O governador Cláudio Castro (PL) defendeu a integração de todas as forças para uma política de segurança pública bem sucedida, nesta quinta-feira (24/06), durante a abertura do encontro técnico ‘Segurança Pública: Desafio no Século XXI’. Organizado pelo Conselho Nacional do Ministério Público (CNMP). O objetivo das mesas de debate é levantar discussões e avaliar as principais questões relacionadas ao combate à criminalidade. 

O Rio não é um produtor de armas e drogas, isso chega pelas nossas fronteiras. Por isso, a parceria que temos feito com o governo federal é tão importante. E temos que nos relacionar com outros estados também. Grande parte do dinheiro da milícia, por exemplo, vem de construções irregulares, então precisamos de parceria com prefeitura.
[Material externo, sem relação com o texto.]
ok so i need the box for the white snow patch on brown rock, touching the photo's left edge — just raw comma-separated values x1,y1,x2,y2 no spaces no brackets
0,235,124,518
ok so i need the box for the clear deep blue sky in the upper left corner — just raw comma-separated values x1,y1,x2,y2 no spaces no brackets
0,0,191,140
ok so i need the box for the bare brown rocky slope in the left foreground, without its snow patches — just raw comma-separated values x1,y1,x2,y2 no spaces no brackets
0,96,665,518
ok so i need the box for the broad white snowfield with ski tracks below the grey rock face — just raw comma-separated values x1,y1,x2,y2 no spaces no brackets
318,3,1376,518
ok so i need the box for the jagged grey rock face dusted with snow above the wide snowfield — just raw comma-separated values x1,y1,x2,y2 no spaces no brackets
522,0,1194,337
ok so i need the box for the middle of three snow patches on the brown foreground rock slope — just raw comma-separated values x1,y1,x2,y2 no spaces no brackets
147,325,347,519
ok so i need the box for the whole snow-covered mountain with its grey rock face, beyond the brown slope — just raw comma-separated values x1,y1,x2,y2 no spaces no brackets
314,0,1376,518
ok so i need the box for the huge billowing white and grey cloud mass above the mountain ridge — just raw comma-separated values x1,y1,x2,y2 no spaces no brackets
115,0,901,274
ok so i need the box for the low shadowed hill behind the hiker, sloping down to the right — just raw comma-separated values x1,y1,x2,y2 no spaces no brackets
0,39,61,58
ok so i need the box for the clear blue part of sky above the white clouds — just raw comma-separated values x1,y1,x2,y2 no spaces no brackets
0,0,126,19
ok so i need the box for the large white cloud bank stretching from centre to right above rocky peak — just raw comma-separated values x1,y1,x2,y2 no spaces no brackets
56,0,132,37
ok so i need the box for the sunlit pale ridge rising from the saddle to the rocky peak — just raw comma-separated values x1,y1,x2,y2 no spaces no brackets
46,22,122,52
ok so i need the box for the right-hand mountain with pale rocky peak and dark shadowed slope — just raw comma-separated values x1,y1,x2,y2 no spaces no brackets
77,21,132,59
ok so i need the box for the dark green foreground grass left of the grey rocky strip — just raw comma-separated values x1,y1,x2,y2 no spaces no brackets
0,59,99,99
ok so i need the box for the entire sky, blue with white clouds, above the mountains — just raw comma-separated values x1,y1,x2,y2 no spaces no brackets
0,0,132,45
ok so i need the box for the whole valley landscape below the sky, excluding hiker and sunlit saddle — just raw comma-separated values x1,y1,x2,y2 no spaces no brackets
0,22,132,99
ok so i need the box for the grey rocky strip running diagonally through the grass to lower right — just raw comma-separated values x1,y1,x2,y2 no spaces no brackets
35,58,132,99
E a Justiça também entra nessa parceria – disse o governador.

Castro destacou a redução dos principais índices de criminalidade no estado e o investimento em tecnologias para melhorar o trabalho da Polícia Civil. 
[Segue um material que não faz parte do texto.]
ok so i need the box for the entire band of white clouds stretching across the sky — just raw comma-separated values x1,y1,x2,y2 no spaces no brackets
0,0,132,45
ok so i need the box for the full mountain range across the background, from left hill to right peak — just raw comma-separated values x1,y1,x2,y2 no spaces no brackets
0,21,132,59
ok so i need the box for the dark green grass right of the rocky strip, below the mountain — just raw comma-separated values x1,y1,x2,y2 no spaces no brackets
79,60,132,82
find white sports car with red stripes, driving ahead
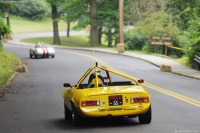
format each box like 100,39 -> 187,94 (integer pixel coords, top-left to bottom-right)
29,42 -> 55,58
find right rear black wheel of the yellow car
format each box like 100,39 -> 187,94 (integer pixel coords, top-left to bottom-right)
138,106 -> 151,124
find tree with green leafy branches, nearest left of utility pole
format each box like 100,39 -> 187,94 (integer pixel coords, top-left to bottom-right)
61,0 -> 98,47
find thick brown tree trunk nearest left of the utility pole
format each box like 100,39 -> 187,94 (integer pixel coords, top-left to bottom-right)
90,0 -> 99,47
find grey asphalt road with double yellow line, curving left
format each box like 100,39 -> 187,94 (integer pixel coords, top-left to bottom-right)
0,44 -> 200,133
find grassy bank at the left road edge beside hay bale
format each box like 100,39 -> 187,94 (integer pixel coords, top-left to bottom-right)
0,50 -> 19,88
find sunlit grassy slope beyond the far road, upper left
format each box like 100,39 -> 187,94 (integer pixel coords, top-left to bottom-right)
10,16 -> 75,34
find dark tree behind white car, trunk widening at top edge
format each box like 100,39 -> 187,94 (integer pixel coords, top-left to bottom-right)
47,0 -> 62,44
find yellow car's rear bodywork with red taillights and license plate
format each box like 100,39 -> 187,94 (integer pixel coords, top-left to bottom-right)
76,86 -> 151,123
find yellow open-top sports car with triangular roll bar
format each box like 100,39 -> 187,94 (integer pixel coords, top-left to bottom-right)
62,63 -> 151,125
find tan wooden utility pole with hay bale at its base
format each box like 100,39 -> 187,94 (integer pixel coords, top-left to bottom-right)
117,0 -> 125,53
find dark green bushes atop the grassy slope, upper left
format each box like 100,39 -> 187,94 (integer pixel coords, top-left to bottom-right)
11,0 -> 50,20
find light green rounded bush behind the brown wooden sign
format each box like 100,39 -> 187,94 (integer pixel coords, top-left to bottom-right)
138,11 -> 180,55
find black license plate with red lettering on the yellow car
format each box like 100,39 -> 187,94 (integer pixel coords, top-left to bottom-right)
108,95 -> 123,106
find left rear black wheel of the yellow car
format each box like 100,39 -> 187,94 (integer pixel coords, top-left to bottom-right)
72,105 -> 81,126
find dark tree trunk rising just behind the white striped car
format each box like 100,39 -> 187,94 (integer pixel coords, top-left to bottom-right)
51,3 -> 60,44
Os índices melhoram a cada mês, os homicídios dolosos no Rio de Janeiro caíram 9% nos cinco primeiros meses deste ano na comparação com o mesmo período de 2020. Estamos com números de roubo de cargas, roubo a transeuntes e em coletivos bem menores. O Rio está elucidando mais crimes e isso foi uma cobrança minha à polícia civil. Estamos investindo em equipamentos para que polícia tenha uma capacidade investigativa que reduza os confrontos. Essa é a polícia em que eu acredito, a que não escolhe milícia ou tráfico, a que combate os dois. Criamos uma força-tarefa em outubro de combate à milícia – ressaltou, citando ainda a criação de programas de segurança com foco na polícia de proximidade: 

Os programas Segurança Presente e Bairro Seguro têm foco social. Quero que as pessoas saibam que podem ir trabalhar com tranquilidade e que os filhos podem brincar no parque perto de casa, pois ali vai ter uma polícia de proximidade pronta para ajudar. 
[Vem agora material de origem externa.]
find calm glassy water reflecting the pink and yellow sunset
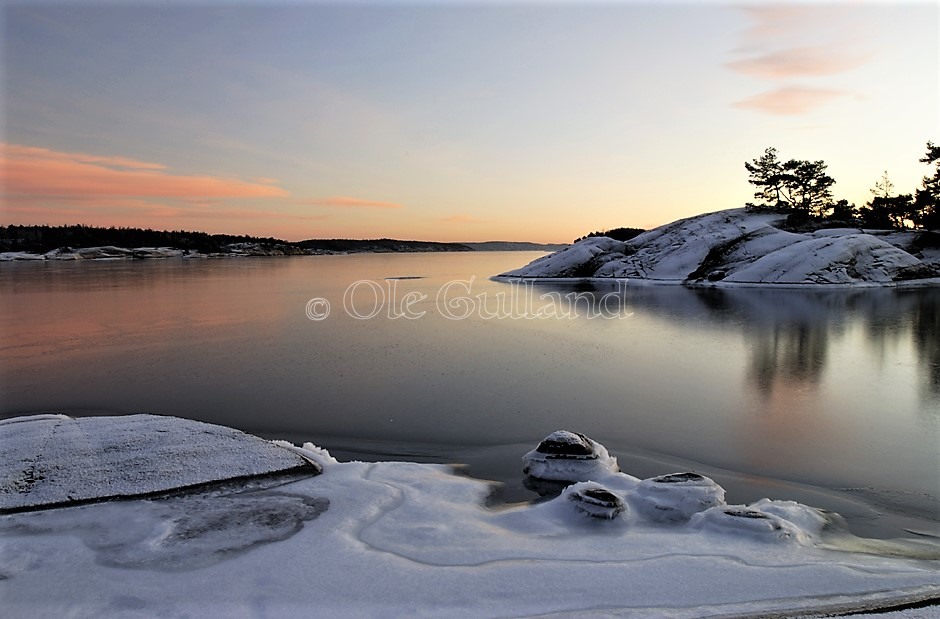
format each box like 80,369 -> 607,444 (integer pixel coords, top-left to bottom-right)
0,252 -> 940,536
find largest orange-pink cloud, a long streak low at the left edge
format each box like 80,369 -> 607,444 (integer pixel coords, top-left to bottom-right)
0,144 -> 288,200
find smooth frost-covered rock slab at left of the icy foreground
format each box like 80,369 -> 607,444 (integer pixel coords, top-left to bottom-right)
0,415 -> 319,513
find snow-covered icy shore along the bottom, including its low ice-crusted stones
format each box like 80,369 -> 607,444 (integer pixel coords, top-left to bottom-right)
0,424 -> 940,617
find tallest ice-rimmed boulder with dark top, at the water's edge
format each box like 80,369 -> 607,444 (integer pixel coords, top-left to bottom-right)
522,430 -> 619,482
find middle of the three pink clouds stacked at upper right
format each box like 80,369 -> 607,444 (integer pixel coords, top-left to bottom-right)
726,45 -> 868,79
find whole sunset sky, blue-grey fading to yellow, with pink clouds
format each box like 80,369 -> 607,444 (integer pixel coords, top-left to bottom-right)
0,0 -> 940,243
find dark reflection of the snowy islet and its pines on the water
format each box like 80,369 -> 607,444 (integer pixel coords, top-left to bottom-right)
520,281 -> 940,400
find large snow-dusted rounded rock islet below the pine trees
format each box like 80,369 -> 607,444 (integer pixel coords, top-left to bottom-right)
502,209 -> 940,285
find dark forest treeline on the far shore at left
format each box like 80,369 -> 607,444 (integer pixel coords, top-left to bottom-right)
0,224 -> 294,254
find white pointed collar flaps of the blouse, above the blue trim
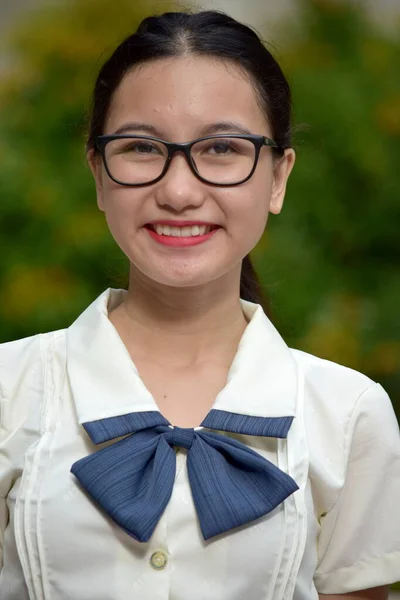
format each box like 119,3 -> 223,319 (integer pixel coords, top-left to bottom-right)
67,288 -> 297,423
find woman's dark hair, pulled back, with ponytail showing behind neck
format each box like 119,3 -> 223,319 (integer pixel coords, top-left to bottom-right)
87,11 -> 291,310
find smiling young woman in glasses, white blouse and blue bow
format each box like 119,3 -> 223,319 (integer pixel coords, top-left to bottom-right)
0,12 -> 400,600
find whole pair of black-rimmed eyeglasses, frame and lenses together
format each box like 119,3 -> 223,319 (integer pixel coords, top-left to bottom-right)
96,133 -> 284,186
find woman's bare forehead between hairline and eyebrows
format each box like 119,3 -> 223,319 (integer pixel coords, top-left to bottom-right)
106,57 -> 269,135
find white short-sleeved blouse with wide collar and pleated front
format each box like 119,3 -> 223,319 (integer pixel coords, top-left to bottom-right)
0,290 -> 400,600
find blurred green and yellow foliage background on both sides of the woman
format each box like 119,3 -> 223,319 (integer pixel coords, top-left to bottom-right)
0,0 -> 400,592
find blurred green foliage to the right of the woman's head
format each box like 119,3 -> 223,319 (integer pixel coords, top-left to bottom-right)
255,0 -> 400,414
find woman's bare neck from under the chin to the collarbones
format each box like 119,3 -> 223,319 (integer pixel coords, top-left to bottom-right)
109,272 -> 247,369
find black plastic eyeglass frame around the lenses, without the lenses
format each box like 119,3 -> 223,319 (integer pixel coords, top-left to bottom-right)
96,133 -> 285,187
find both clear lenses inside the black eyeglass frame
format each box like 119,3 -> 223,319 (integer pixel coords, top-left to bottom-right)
105,137 -> 256,185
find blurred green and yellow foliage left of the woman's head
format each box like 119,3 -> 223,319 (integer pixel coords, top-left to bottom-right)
0,0 -> 173,341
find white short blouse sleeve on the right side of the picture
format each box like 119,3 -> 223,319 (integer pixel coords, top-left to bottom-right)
314,384 -> 400,594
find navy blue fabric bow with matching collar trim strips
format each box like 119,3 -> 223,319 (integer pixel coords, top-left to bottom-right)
71,409 -> 299,542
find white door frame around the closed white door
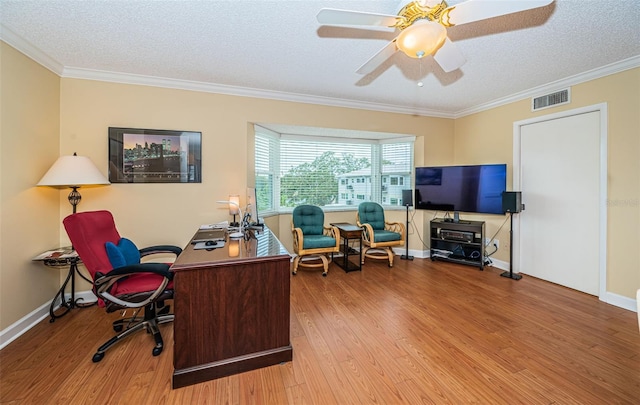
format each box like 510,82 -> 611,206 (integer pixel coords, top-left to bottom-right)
511,103 -> 608,301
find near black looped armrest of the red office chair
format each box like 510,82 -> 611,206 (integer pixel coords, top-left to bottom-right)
93,263 -> 173,308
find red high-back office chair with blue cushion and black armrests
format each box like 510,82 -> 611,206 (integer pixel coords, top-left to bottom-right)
63,211 -> 182,363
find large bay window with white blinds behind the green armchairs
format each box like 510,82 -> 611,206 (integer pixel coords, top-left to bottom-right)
255,125 -> 414,212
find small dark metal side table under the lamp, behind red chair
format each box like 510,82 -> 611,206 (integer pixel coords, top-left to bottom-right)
33,246 -> 98,322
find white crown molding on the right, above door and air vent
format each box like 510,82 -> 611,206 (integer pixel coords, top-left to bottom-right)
453,56 -> 640,118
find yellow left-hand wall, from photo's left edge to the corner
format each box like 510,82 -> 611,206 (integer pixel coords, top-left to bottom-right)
0,42 -> 61,330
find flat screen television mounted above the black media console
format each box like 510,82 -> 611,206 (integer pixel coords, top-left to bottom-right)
414,164 -> 507,214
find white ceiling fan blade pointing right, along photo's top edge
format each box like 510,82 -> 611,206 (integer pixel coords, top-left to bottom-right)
442,0 -> 554,25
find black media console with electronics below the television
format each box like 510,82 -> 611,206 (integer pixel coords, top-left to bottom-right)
430,218 -> 484,270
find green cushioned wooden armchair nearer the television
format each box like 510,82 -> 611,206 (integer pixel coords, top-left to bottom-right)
356,201 -> 405,267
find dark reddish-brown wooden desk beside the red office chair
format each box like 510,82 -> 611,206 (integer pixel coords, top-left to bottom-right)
171,227 -> 293,388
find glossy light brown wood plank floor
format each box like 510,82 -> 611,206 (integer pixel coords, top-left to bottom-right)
0,257 -> 640,405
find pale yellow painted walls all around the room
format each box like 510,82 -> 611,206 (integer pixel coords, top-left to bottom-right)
0,39 -> 640,330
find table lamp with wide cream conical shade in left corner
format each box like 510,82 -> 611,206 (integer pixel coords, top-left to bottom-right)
37,152 -> 111,214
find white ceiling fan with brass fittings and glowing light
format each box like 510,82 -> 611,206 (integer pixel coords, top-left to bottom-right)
317,0 -> 554,74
O procurador-geral de Justiça, Luciano Mattos, disse que não é possível dissociar a segurança de outros temas que influenciam diretamente as políticas públicas. 

É fundamental debater segurança pública e é preciso enxergar o tema não só como uma questão policial, mas com os outros temas correlatos, como por exemplo, o ordenamento do território – observou. 

1 COMENTÁRIO

  1. Querem de todo jeito puxar a Prefeitura para o assunto que é de alçada criminal, portanto, dos governos Estado e da Federal, nos termos da Constituição, que meramente margeia questão afeta ao ente municipal, de ordenamento do território…

    O DesGovernador Claudio Castro, queridinho do editor, falou:

    “Grande parte do dinheiro da milícia, por exemplo, vem de construções irregulares”

    Ora… O dinheiro não é guardado e movimentado de colchão para colchão.
    Que ente(s) atua(m) junto aos bancos e verifica a movimentação financeira?
    Que ente(s) atua(m) na fiscalização das armas que ingressam no arsenal desses grupos?
    Que ente(s) conta(m) com recursos tecnológicos tais como satélites e aeronaves cobrindo e mapeando vasta área sem depender de denúncias?

    O DesGovernador ainda afirmou:

    “O Rio está elucidando mais crimes”

    MENTIRAAA…
    Quem mandou matar a Marielle???
    De quem partiram os tiros que assassinaram as crianças e os jovens das comunidades???
    Quem manda promover chacina nas comunidades???